The gas lights—and toxic fumes—have also been linked to the Victorian obsession with ghosts and the occult. According to The Guardian, hallucinations caused by the gas fumes is one of the things (among a number) that led to the rise of ghost stories and spiritualism. Hey, that’s a bonus, right?
The Victorians were a little bit obsessed with death. And it makes sense when you consider the smorgasbord of diseases that stalked Victorians—measles, scarlet fever, diphtheria, rubella, typhus, and cholera. It was a sort of gauntlet of death that children and adults alike ran through every day. Those very real threats and sense of loss led to people keeping memento mori (Latin for “remember you must die”) trinkets, like locks of hair and photos of the dead.

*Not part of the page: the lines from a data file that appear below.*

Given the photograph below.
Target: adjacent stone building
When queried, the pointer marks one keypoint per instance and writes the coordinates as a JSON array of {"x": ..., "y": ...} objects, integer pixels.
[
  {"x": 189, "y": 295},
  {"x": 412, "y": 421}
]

Remember that photographs were still a fairly technology, and they were only starting to become affordable in the mid-1800s. As such, it was often only when something tragic happened that people would think to immortalize their loved ones in photographs. That gave rise to the seriously creepy trend of death photography.
The bodies were often kept at home for the mourning period, and photographs were staged with not just the deceased, but their parents or siblings, sometimes posing as if everyone was still alive. Children sat with their dead parent, parents held their dead children…you get the idea. Some photos even show faces with open eyes that were painted right on the photo. They’re eerie, creepy, and incredibly heartbreaking, especially when you consider these photos capture the one and only chance that many grieving families had to get a photo of their loved ones.